Suasana seketika menjadi hening. Hanya terisi oleh embusan napas ayah dan anak tersebut. Pandangan keduanya juga kosong meski tampak sedang memandangi deretan Anthurium yang mulai berbunga.
"Nduk, kalian saling mencintai. Kalian berhak bahagia. Bapak bersedia melakukan apa pun asal kamu bisa mendapatkan kebahagiaan itu."
Kalila tersenyum tipis pada sang ayah yang masih menatapnya sendu.
"Jangan khawatir, Pak. Aku sudah mengambil keputusan. Dan aku yakin itu yang terbaik buat kita semua."
Sembari mengatakan hal tersebut, Kalila menggenggam tangan sang ayah dan tersenyum. Berusaha meyakinkan Burhan jika semua akan baik-baik saja. Namun, sejatinya Kalila tak dapat memungkiri fakta jika sedih telah menyelimuti hatinya. Sebab, ia akan melepaskan orang yang ia cintai. Merelakan Brian.
***
"Pokoknya terus awasi Burhan dan putrinya. Pastikan mereka nggak macam-macam. Ngerti?"
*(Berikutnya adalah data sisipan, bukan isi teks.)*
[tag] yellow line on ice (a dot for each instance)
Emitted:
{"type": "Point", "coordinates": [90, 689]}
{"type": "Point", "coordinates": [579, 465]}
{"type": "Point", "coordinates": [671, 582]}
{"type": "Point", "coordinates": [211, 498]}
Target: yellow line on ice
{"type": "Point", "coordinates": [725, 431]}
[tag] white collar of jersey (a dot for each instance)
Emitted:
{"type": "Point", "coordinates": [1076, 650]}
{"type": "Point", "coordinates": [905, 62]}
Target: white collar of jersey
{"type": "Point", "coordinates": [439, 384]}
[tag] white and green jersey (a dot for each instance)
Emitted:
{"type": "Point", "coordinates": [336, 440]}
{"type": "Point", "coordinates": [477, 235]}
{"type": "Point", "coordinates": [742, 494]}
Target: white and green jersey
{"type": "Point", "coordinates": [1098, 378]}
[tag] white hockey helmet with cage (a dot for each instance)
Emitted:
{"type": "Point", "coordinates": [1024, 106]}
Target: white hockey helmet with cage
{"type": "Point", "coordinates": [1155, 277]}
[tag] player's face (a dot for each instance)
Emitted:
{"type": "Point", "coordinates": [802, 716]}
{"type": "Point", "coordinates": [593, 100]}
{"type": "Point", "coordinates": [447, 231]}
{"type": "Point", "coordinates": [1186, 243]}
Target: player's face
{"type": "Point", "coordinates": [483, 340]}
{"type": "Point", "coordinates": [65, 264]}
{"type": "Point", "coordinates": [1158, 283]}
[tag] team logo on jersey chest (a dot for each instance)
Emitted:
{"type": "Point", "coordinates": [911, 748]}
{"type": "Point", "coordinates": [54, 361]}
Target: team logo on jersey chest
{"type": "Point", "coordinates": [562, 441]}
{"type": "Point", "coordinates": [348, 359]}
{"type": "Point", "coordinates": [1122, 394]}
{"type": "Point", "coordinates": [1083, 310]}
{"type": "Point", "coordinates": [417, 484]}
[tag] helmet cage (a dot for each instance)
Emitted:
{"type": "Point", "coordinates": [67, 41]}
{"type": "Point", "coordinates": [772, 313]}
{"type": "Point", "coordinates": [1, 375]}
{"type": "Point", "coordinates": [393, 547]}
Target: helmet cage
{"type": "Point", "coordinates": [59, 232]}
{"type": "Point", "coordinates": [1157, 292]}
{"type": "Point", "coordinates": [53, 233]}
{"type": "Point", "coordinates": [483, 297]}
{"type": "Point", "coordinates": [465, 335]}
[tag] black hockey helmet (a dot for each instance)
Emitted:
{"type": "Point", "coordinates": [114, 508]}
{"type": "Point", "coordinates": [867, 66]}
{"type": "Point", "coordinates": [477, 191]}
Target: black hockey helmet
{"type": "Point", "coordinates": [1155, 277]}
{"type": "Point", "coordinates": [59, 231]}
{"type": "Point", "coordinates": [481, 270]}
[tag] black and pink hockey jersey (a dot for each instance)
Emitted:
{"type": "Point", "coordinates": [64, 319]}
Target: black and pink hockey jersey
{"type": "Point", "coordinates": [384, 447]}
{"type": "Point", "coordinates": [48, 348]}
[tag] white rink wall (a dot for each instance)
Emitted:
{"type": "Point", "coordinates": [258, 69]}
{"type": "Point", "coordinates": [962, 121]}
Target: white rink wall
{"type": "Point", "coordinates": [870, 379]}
Sienna baru tiba di rumah dan tak sengaja mendengar percakapan Dennis ketika memasuki ruangan ayahnya sore itu. Ia berniat melakukan apa yang dikatakan Kalila saat mereka terakhir kali bertemu. Soal alasan Kalila mau menjauhi Brian lagi tanpa menerima imbalan apa pun. Sesuatu yang gadis itu sarankan untuk Sienna tanyakan pada Dennis.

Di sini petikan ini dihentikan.